My son Erik was dx stage 3c in August of 2004 while in basic training at Fort Sill. He had a full neck dissection and did one year of interferon. He was going to University of Michigan. Loved the doc there and still do. On March 7th his right lung collapsed 100%. Full of fluid they put in a chest tube, after a week and several attempts to clamp the tube his lung failed to respond. On March 14th they did vats surgery and found hundreds of tumors in his lung, pleura, chest cavity and chest wall. They got him stable enough to go home (March 21st) and seek the care of a Melanoma specialist. We saw someone at University hospital in Cleveland, The Cleveland Clinic and his old doc at U of M. My son decided to go with his doc at U of M, stated "he cured me once he will do it again". The day after that appt. on March 31st  Erik started coughing up blood and was very short of breath, I was with him and called 911 to take him to the local hospital here in Toledo. After they put a tube in his chest, did scans, etc..The cancer had already spread into the diaphragm, ribs, muscle along the spine and one spot on the spine L1. Once they got him stabilized they took him by ambulance to the Cleveland Clinic. He spent 18 days there, once stable enough they started a treatment. 3 days 6 mcg interferon followed by 2 days of cisplatin, venblastine and dicarbozine. While there, after the treatment the horrible swelling started, first his abdomen, then all the way to his feet within a day. His poor testicles are the size of a cantaloupe. They did numerous scans, cancer spread again into liver and surrounding areas. They found that the inferior vena cava was compressed and thought that might be the reason for the swelling. They decided to do a procedure to put a metal stint in the artery, the compression was at the very top, widest point of the artery, so this was going to be tricky due to the risk of the stint going into the heart. After doing the fluoroscopy, they found there was still some adequate blood flow from that artery, a large tumor is the cause of the compression, because there was still blood flowing they didn't risk the stint. They decided due to yet more scans that likely the swelling is lymphatic and therefore nothing they can do other than wait and see if the chemo will do it's job. They allowed him to come home on April 21st. He has been pouring in the protein shakes in hope of reducing the swelling, no luck yet. He is also back to coughing up bloody phlegm.
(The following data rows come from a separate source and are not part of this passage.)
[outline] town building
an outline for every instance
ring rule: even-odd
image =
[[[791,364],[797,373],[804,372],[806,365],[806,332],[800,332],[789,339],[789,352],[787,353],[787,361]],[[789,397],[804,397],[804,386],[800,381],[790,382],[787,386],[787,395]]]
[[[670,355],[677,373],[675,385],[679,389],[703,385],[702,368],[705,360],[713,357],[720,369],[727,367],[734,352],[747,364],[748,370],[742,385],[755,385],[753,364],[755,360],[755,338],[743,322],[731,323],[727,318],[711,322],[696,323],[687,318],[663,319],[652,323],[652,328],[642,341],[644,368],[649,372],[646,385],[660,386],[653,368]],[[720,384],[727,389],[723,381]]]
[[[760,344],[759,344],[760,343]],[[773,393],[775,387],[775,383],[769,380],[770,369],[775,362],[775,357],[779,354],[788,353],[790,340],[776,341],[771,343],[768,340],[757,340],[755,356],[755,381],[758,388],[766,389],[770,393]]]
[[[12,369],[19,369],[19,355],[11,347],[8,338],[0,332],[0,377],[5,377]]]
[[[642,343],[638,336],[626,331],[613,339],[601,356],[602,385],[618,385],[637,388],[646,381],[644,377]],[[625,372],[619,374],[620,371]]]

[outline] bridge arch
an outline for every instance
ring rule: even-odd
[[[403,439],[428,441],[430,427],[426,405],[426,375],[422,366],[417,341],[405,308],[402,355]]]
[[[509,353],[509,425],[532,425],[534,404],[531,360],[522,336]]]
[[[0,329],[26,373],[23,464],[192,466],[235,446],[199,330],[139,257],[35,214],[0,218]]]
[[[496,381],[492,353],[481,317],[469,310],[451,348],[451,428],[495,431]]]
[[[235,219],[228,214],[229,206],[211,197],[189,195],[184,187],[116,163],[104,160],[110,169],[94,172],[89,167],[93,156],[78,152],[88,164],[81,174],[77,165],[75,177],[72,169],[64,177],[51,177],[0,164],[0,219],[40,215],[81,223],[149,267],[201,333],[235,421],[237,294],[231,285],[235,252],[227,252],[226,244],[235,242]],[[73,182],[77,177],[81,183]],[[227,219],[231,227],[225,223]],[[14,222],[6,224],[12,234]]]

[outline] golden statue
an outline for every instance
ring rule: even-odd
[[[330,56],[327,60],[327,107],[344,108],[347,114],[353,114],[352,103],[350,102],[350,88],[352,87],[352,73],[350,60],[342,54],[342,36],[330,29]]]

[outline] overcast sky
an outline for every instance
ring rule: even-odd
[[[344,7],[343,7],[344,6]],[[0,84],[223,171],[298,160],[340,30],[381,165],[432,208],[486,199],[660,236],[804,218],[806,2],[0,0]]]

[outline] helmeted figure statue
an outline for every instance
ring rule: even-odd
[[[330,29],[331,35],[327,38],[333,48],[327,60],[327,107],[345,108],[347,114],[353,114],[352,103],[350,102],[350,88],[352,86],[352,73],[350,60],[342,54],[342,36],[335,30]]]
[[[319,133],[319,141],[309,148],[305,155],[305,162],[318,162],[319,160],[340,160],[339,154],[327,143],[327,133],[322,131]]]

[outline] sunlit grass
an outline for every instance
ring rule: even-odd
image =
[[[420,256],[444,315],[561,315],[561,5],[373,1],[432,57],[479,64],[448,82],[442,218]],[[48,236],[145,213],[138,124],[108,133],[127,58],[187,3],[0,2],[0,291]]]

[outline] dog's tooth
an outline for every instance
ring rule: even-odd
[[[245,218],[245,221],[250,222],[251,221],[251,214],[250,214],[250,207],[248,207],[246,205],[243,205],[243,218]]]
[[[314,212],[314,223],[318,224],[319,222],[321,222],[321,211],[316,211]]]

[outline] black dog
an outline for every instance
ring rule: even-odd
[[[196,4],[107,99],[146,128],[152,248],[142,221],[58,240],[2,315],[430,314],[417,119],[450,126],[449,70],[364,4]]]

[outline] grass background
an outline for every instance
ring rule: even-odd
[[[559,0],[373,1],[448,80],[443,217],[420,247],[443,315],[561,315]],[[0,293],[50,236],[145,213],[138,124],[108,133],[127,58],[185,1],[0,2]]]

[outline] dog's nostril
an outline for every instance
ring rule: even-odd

I consulted with his onc at U of M because I trust him totally and can't get the answers I need from the cleveland docs. He said they are making a valiant attempt at saving him, and that's all that can really be done for him in his current condition. I asked him if he has ever seen anyone survive that is as advanced as Erik, and he said no. He thinks a couple months at most is what I have with my son. I know there are miracles out there and they happen every day. But I am so scared, how does a mother prepare for this?

Ughhh, I HATE this insidious disease....

Peace and blessings to all and thank you for listening.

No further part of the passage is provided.